It’s the third week of the least accursed Knicks season in quite some time. Kristaps Porzingis is getting accustomed to his new ACL and hamming it up the sideline with no timetable in sight; the tank seems to at least be deliberate this time around; there is belief in coach David Fizdale; and there is love for Frank Ntilikina, whose devotees get heart palpitations whenever the spidery young Frenchman dribbles any faster than a gentle trot or sinks three-pointers (plural) in the same game. It is a joyous time, as far as 2-5 starts go. And now there’s Mitchell Robinson to watch, too. Let me introduce you to a 7-foot-1 second-round pick:
Robinson committed to Western Kentucky before withdrawing just a few weeks into the school year, and did not go off to claim a paycheck abroad as many dudes in his position might. Instead he spent the next year doing what is frequently and vaguely described as “preparing for the draft,” outside the structures of organized basketball, all by himself. This strange backstory might explain why the kid with a 7-foot-4 wingspan, a sproing in his step like young DeAndre Jordan, switchy potential on defense, and a mile-long stride fell to the Knicks with the 36th overall pick. Robinson went on to light up Summer League, putting up a double-double and devouring the skies with his spooky closeouts. But for all his potential he still looked utterly lost out there on occasion, making dumb gambles and hucking ugly midrangers, and the lack of any college experience seemed to suggest that he’d be slow to adapt to the schemes of an NBA-caliber squad (if that’s what we’re calling the Knicks these days). Earlier this month Fizdale said Robinson would spend time developing in the G-League, with the aim of getting him as many minutes of organized basketball as possible this rookie season.

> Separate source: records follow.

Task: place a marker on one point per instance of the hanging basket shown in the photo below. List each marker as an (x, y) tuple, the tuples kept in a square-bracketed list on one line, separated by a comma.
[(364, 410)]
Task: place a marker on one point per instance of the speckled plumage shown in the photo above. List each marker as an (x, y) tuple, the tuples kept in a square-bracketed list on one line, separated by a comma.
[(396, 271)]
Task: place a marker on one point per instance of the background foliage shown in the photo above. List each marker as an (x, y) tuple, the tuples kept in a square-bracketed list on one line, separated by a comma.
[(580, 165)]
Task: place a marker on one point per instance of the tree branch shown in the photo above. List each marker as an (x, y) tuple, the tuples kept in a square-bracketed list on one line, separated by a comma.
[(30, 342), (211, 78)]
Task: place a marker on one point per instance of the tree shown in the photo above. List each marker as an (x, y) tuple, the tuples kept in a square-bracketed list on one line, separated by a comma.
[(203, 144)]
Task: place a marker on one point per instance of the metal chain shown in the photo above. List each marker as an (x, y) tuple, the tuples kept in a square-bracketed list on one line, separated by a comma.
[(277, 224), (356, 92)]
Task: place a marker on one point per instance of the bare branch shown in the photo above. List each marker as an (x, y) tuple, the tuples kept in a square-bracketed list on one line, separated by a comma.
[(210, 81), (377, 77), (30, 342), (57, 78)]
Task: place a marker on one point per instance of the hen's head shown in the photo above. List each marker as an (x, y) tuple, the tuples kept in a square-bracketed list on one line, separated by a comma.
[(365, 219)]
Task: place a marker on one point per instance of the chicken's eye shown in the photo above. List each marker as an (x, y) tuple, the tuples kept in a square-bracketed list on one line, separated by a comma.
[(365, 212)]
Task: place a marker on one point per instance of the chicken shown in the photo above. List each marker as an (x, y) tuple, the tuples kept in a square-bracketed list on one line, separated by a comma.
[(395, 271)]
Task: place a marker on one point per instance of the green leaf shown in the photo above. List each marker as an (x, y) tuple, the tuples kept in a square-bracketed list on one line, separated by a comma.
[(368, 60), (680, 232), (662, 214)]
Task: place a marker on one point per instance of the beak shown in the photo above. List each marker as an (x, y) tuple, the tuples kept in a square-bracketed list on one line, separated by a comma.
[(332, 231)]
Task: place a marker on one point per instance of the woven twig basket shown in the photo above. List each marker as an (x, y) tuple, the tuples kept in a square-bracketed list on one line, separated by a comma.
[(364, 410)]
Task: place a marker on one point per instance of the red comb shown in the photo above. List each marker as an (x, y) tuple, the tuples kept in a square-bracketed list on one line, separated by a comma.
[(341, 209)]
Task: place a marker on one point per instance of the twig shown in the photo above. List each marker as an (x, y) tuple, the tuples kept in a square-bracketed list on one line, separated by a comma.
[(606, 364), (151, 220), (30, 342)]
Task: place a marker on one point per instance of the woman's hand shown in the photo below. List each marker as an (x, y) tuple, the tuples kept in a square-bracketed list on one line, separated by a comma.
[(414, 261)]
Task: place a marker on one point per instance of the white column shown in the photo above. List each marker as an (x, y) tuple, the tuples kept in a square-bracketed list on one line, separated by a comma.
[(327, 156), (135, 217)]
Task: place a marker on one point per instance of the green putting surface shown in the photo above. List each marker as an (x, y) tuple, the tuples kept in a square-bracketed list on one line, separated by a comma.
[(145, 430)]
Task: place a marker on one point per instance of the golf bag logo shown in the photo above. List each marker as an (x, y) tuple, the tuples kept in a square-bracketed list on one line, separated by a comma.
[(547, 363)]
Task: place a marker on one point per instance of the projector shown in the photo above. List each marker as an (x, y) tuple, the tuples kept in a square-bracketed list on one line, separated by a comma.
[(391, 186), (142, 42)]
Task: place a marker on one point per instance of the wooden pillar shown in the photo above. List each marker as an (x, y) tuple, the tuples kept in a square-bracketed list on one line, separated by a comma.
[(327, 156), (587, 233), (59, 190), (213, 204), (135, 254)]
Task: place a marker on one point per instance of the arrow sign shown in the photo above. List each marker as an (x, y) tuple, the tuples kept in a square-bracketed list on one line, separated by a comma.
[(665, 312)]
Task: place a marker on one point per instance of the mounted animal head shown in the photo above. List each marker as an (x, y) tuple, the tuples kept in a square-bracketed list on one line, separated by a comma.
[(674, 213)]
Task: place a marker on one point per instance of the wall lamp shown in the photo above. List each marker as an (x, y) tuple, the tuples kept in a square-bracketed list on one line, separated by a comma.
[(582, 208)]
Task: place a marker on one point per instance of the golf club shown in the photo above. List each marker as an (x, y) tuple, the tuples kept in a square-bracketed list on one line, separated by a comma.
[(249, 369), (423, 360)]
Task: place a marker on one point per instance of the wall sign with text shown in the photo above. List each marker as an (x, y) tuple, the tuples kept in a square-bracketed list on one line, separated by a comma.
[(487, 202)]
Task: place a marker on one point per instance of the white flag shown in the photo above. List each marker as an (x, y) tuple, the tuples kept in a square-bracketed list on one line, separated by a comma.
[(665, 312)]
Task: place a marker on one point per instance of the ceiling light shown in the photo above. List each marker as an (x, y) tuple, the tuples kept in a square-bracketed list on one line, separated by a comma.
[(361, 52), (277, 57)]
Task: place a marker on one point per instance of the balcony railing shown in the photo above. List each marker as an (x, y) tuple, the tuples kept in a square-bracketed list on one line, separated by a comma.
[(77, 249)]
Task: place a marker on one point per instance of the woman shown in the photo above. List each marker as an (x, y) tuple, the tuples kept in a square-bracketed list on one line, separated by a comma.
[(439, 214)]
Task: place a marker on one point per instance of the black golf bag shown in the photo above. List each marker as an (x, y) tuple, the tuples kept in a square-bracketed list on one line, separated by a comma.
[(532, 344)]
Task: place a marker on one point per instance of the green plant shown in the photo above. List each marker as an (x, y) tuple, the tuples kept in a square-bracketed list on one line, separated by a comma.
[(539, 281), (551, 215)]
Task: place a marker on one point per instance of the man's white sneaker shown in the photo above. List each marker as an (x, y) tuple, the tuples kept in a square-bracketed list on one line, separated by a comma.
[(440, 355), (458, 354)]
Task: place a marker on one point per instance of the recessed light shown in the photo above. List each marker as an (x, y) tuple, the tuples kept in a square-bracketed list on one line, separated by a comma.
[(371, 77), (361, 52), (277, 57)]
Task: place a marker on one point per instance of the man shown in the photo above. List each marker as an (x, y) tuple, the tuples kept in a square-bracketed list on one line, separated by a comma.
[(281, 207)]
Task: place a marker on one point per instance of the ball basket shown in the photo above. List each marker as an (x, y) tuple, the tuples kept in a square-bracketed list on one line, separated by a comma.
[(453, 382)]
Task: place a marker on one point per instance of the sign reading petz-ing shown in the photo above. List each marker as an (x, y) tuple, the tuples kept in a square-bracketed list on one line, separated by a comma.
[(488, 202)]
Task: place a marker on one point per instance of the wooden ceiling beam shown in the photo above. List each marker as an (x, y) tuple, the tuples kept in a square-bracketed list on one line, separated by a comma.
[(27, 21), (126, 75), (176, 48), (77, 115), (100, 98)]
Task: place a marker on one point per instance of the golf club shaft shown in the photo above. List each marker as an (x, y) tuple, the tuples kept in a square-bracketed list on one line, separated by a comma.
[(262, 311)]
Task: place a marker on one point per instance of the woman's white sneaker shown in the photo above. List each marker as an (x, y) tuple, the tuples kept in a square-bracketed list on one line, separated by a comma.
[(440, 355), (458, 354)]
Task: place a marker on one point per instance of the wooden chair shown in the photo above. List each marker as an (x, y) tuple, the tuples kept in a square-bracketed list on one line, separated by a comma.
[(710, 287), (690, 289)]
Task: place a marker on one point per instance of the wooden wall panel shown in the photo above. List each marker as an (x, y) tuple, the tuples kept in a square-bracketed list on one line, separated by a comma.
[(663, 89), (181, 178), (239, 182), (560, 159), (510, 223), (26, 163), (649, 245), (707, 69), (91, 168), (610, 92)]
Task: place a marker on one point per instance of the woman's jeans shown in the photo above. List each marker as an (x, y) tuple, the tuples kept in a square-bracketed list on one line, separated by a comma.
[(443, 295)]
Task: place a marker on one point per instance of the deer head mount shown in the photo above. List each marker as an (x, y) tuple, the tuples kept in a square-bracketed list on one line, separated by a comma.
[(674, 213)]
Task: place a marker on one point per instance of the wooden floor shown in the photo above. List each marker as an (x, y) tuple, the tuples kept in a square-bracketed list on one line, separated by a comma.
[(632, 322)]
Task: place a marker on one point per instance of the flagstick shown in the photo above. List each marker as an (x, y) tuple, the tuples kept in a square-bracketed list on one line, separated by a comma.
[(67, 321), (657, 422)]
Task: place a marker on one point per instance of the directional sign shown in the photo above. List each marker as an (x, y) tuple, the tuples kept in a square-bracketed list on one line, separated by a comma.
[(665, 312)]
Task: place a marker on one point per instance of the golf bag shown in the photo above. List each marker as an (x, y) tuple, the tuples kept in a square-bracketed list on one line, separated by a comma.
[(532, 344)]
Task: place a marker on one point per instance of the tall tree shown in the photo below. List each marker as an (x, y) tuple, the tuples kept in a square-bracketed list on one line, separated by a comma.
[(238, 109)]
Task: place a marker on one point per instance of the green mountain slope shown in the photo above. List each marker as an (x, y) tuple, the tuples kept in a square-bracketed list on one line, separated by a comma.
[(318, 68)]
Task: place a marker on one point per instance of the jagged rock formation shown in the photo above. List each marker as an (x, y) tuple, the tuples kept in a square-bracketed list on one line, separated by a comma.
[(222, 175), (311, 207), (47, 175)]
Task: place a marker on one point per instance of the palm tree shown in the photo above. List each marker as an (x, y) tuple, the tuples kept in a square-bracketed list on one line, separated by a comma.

Now it’s not even November, and Robinson has already logged his first two starts at Madison Square Garden, with some intriguing early returns. Yesterday the Knicks got Rasheed Wallace in the building to talk some fire into Robinson, who is by all accounts a muted and mild-mannered dude, notwithstanding that one chesty Markieff Morris standoff. (Who among us has not been lured into beef with a Morris twin at some point?) Anyway, it appears that Sheed’s words had the intended effect. In last night’s 115-96 win over the Nets, Mitchell Robinson did not miss a shot and had the best outing of his brief career, getting very communicative on defense, revealing some oddball creativity around the rim, and looking outrageously mobile for a seven-footer on a breakaway, all by his lonesome.
The future of New York is long. Lineups involving Ntilikina, lottery pick Kevin Knox, Robinson, and Porzingis will be a forbidding thicket of limbs, whether or not a certain six-foot-11 cheesebutt ever shows up.